Showing Kids They Can Reduce Risk

Examples for when those skills are necessary abound, said Catherine Bradshaw, a developmental psychologist and professor at the University of Virginia Curry School of Education and Human Development.
“Kids may have a lower risk of contagion so they have to be mindful that while they may not get sick, they have to wash hands to reduce other people’s risk,” said Bradshaw.
“So that’s a clear opportunity to understand how their actions and choices affect others.”
It’s also important to keep traditions and build supportive environments even when the class is scattered well beyond the classroom walls, said VanAusdal.
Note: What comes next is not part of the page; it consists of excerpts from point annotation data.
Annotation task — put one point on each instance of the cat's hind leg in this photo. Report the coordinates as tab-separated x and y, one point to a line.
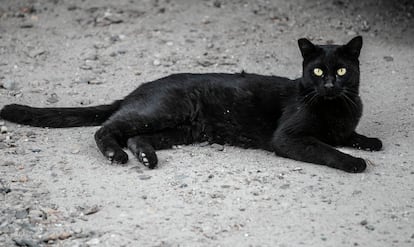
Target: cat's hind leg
143	146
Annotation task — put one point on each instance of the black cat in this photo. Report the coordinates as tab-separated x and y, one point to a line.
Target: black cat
300	119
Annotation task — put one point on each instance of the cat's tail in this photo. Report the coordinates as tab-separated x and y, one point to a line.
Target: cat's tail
59	117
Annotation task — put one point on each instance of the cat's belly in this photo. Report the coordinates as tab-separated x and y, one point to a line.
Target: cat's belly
235	132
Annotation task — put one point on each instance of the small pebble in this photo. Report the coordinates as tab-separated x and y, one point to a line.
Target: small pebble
3	129
285	186
144	177
156	62
93	241
217	147
9	85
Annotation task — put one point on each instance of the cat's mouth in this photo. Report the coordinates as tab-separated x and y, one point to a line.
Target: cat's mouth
329	93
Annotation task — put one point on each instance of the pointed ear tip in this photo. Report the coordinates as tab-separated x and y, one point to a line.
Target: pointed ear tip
358	38
303	41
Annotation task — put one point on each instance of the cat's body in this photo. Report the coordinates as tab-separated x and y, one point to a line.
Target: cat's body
299	119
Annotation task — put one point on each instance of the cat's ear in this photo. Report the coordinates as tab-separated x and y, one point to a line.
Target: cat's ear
353	47
306	47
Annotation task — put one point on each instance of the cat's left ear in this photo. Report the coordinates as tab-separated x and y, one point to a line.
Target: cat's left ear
306	47
354	46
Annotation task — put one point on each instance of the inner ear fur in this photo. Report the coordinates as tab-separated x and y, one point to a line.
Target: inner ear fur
353	47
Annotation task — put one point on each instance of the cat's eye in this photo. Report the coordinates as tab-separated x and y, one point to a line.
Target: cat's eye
341	71
317	72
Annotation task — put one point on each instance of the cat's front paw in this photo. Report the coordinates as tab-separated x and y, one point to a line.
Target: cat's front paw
354	165
119	157
372	144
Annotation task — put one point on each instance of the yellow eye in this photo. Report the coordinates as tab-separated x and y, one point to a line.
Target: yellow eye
317	71
341	71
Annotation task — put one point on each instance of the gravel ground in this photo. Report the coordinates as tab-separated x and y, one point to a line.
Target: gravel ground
57	189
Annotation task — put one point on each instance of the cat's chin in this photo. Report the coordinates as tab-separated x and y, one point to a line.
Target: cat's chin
330	97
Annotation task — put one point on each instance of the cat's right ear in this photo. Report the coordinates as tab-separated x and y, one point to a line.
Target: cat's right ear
306	47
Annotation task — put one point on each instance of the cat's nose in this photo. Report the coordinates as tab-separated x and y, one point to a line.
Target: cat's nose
328	85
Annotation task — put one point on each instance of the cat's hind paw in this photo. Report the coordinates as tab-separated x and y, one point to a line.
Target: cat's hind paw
356	165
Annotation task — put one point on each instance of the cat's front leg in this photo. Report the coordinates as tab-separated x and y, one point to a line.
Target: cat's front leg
312	150
358	141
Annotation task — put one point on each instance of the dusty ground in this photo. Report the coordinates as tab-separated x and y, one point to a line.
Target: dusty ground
57	189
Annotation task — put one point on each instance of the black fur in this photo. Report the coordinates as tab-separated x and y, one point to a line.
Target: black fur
301	119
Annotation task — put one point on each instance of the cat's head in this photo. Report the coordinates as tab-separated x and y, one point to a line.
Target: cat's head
330	71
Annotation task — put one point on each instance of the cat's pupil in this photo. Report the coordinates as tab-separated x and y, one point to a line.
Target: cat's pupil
341	71
317	71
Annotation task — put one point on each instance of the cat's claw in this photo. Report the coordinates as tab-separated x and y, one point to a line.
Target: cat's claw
143	159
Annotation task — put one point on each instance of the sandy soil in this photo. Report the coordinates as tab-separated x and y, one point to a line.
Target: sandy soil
57	189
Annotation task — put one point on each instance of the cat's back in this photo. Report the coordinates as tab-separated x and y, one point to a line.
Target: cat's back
215	86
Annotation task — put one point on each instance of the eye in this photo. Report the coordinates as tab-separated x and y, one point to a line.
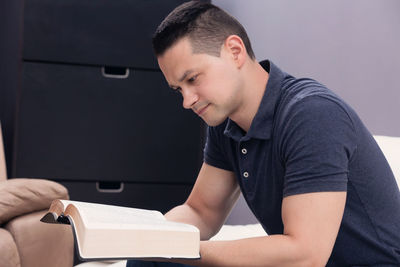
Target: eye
192	79
176	89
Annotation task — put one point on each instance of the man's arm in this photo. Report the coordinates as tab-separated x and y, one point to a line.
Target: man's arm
311	223
212	198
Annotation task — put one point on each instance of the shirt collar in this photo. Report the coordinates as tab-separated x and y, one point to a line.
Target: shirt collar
261	126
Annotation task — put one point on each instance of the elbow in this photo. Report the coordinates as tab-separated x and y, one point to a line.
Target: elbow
312	259
306	255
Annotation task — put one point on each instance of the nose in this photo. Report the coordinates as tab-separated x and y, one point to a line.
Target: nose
189	98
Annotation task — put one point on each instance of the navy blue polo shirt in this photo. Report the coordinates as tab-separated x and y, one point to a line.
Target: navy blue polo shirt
305	139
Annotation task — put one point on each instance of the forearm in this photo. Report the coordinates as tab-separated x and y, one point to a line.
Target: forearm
275	250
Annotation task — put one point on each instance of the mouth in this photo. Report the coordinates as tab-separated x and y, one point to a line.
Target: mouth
201	110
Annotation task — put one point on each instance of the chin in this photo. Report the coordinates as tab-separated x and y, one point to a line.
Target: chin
214	122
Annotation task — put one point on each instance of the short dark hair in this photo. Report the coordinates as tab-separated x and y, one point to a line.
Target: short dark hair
206	25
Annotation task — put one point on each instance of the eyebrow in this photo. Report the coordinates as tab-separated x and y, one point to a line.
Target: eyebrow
185	74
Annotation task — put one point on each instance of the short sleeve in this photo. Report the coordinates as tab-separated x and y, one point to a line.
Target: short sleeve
214	150
318	143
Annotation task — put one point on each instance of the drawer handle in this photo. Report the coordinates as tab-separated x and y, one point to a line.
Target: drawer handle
109	187
115	72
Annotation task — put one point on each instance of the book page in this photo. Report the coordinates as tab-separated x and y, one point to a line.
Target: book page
108	216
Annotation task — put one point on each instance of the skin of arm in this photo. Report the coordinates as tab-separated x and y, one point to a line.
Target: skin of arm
212	198
311	223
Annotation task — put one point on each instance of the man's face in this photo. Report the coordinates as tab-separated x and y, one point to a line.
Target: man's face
209	85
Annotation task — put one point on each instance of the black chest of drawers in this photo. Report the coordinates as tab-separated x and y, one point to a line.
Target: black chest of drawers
94	111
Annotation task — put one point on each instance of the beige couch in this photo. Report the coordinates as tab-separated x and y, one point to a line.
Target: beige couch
24	240
390	147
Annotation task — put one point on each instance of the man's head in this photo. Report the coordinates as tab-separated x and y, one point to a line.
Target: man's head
205	54
205	25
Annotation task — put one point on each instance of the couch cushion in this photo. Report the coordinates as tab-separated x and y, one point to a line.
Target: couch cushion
390	147
20	196
41	244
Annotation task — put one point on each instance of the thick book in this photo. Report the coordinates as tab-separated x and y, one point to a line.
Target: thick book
113	232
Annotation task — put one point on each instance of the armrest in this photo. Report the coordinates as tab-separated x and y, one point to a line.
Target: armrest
21	196
41	244
9	254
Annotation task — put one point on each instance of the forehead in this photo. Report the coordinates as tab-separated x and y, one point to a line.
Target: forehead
178	59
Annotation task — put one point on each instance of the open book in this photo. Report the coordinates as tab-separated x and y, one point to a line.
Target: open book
113	232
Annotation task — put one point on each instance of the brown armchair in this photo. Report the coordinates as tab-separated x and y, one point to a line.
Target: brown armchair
24	240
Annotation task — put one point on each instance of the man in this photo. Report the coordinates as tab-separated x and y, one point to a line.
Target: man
308	168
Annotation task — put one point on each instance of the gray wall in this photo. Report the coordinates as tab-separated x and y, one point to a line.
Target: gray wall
353	47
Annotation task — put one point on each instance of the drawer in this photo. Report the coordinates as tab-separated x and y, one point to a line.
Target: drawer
101	32
145	196
76	124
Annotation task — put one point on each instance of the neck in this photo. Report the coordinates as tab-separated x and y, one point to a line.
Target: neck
254	84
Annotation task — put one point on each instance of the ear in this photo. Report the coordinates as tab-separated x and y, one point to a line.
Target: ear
236	49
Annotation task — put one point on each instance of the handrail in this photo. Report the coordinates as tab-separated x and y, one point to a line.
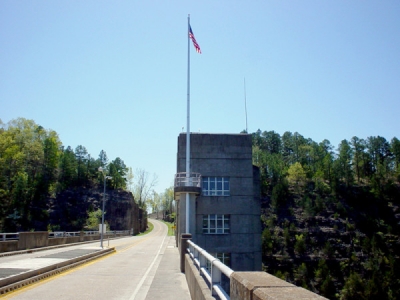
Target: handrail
187	179
200	258
6	236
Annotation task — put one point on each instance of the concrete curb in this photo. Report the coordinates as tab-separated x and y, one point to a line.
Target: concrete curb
15	282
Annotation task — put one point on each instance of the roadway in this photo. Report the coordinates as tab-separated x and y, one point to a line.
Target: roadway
142	268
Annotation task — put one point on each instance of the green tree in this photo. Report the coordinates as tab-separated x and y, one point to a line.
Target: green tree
296	176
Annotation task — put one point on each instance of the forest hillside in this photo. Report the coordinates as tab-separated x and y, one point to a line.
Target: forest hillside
331	216
46	186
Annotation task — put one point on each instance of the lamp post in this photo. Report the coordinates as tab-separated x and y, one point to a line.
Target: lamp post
104	200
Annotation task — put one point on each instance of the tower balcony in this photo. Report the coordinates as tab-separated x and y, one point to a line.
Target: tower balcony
187	183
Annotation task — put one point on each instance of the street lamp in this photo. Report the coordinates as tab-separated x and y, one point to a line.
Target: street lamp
104	200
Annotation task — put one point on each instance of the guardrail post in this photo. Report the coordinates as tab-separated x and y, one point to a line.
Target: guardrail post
184	245
215	276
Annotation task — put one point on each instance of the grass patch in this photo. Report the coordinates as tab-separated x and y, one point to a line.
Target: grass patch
150	227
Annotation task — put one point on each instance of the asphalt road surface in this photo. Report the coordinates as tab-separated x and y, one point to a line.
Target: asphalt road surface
143	268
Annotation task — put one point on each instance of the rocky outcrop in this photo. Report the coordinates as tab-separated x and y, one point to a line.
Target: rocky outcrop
68	211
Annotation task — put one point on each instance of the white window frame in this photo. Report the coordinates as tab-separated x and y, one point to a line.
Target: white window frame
215	186
216	224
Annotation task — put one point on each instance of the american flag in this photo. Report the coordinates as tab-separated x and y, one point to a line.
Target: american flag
191	35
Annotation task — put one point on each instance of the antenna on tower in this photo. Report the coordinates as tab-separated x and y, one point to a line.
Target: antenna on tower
245	102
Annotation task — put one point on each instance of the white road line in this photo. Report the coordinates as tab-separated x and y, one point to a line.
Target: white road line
147	272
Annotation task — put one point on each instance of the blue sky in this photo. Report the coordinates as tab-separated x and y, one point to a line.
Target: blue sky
111	75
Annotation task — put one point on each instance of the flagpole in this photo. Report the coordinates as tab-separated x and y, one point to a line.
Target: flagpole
188	132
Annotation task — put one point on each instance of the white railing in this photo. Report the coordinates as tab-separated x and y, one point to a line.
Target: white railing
15	235
182	179
200	258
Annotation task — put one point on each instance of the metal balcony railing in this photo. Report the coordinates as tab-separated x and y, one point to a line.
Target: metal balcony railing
181	179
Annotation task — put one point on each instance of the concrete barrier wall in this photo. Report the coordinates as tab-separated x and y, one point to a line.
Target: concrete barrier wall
8	246
263	286
246	286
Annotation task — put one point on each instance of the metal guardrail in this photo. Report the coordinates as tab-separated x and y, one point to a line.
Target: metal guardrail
200	258
181	179
54	234
9	236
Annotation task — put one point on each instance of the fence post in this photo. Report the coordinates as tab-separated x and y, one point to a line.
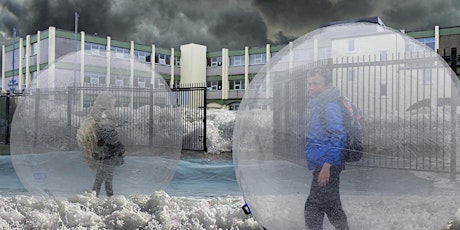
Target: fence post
37	106
8	120
453	130
151	115
205	148
69	112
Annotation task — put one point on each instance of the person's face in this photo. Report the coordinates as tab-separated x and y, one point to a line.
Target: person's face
316	85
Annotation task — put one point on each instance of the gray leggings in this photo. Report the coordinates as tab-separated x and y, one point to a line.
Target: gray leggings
104	173
325	200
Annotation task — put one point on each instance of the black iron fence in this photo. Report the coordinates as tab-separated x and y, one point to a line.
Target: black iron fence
149	109
410	105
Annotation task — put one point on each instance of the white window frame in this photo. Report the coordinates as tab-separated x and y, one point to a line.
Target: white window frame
351	45
34	48
257	59
216	61
94	80
237	60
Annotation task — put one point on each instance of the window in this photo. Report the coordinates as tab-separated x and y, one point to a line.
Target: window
177	61
119	80
324	52
141	84
429	42
214	85
162	59
383	90
94	78
34	49
427	76
159	83
350	74
351	45
33	76
257	59
303	54
141	55
234	106
256	84
236	60
95	49
383	55
236	84
118	52
215	61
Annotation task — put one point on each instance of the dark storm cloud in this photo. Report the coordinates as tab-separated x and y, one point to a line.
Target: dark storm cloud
294	18
231	24
161	22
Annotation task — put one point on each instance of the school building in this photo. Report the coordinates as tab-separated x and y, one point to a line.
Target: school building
226	73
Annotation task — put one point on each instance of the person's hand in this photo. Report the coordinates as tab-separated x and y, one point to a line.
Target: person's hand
324	174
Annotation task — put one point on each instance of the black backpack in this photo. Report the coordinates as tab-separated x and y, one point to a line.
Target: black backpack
353	124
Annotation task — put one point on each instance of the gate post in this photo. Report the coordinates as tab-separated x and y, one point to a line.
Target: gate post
7	137
453	130
205	148
37	106
150	115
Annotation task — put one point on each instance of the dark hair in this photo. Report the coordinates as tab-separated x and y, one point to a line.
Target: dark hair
323	72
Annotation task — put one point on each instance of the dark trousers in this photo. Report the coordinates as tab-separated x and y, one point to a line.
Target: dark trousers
104	174
325	200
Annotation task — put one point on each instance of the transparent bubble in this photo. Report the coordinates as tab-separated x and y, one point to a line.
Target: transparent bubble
44	149
407	176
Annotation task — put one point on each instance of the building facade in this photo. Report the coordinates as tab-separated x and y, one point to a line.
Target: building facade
226	73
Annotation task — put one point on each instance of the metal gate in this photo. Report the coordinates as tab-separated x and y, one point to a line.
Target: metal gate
192	102
189	99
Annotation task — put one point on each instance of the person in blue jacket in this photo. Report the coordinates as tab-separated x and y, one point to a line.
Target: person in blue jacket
325	139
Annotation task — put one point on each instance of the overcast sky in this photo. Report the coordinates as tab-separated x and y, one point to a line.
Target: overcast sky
232	24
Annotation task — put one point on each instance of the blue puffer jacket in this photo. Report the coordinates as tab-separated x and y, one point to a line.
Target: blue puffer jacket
325	141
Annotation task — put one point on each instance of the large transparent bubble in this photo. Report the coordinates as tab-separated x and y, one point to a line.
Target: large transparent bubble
44	149
407	177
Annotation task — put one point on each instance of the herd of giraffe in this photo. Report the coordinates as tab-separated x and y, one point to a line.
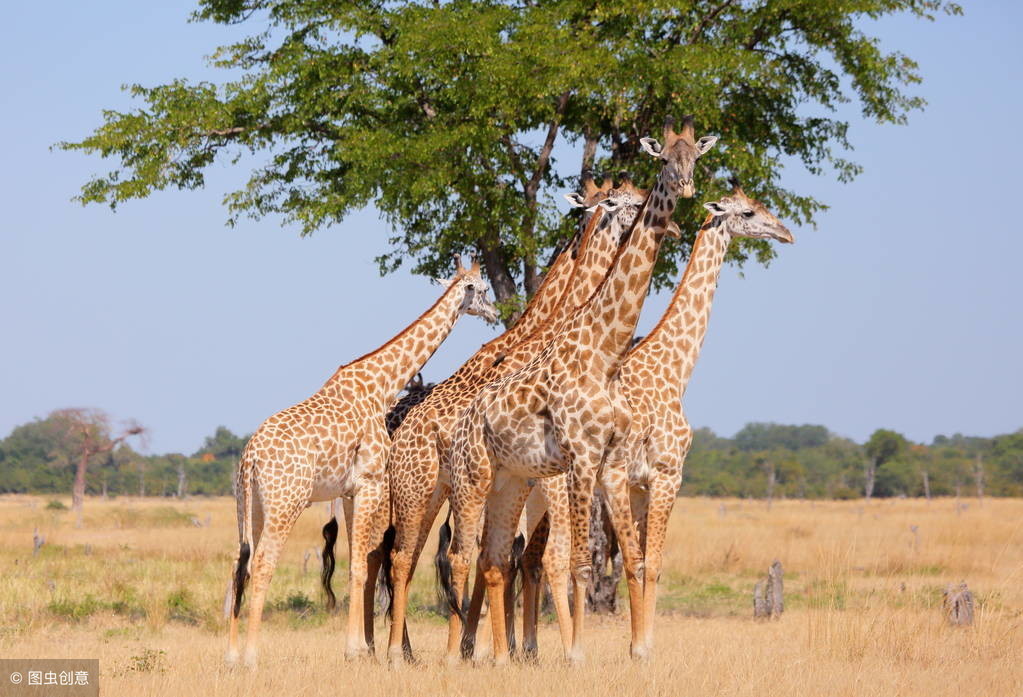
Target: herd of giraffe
559	408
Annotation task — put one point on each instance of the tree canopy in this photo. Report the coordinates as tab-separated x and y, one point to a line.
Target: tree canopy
461	121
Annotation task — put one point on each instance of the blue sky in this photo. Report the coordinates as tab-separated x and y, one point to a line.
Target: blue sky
900	310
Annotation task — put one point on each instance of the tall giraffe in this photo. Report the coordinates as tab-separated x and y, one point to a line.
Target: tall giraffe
417	462
540	306
653	381
335	444
621	205
558	416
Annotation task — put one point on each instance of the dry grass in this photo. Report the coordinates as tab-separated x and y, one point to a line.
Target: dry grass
140	587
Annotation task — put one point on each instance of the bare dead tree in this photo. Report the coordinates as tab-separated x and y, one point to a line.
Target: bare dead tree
870	474
771	480
182	478
978	477
84	434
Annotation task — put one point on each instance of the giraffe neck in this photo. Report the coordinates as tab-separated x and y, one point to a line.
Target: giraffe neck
598	247
389	368
674	343
546	301
609	319
489	362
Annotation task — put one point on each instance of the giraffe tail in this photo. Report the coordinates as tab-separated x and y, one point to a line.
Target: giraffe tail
386	547
326	573
245	490
443	565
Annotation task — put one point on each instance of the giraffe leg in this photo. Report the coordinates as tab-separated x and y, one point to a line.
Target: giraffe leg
373	562
414	512
503	509
367	533
532	573
615	483
662	499
368	524
278	520
466	517
558	554
475	610
233	649
585	460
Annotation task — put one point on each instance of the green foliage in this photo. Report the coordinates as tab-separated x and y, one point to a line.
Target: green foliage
807	468
457	120
75	609
808	463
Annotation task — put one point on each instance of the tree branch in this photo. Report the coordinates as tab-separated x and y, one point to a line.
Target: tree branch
695	34
548	145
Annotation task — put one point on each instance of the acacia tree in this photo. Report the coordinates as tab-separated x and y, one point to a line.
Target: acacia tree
885	445
460	121
81	435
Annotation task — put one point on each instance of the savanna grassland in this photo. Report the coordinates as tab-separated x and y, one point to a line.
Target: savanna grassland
140	585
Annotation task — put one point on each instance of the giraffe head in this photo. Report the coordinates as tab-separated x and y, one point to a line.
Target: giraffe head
622	203
742	216
679	151
470	282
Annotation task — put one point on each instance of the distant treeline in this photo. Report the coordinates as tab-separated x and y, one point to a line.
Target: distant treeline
760	461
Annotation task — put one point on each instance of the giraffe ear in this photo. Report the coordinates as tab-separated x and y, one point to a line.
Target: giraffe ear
575	200
651	146
706	142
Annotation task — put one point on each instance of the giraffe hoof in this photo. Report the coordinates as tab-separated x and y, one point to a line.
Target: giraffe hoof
530	654
358	653
397	657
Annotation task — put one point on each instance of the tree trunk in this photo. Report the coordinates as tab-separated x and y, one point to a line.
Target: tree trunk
500	278
978	475
182	480
78	490
871	472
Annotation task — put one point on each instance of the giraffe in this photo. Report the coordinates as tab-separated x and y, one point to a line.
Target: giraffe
335	444
417	462
558	416
622	204
653	381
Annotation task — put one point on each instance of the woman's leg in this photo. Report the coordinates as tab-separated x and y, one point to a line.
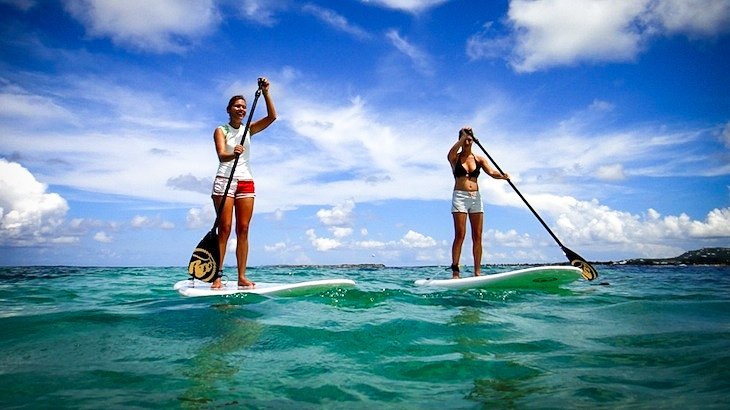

“Keeping up rituals, like a spirit week,” she said. “Have students wear crazy socks and take a picture of it and send it in.”
VanAusdal said she has seen several examples of principals and teachers making videos of supportive messages and sending them to their students.
Those are also ways to reach students who may be struggling to connect because they don’t have a computer or internet access at home, said VanAudal.
“I think we’re finding that students do have cellphone access, and there are ways they can still see video messages,” she said.
Some SEL curriculum providers are offering resources that are easy for students to use on their own and don’t require teacher or parent supervision, she said.
There are other exercises that students can do largely on their own.
Simple breathing exercises are beneficial.
Journaling is another. Teachers can provide students with prompts.
“It’s helpful for expressing emotions, but it’s also an interesting artifact to look back on when kids get older,” said Bradshaw.
But, while it’s important to talk to students about what’s going on in the world, it’s also important not to overwhelm students with too much information about the pandemic, said Bradshaw.
Teachers need to be sensitive to that, she said, and parents probably should not have cable news on in their house all day long.
And, she said, it’s important for educators to recognize that these are uncharted waters, and that there’s nothing that can really prepare people emotionally for dealing with a pandemic.
Kids—and adults—rely on social connections to get through difficult times. But the era of social distancing has upended all of that.
“So, we have a lot fewer tools in our tool kit to manage stress in these situations,” said Bradshaw.
“That’s why a lot of interpersonal skills are really going to be critical to helping kids manage this kind of stress.”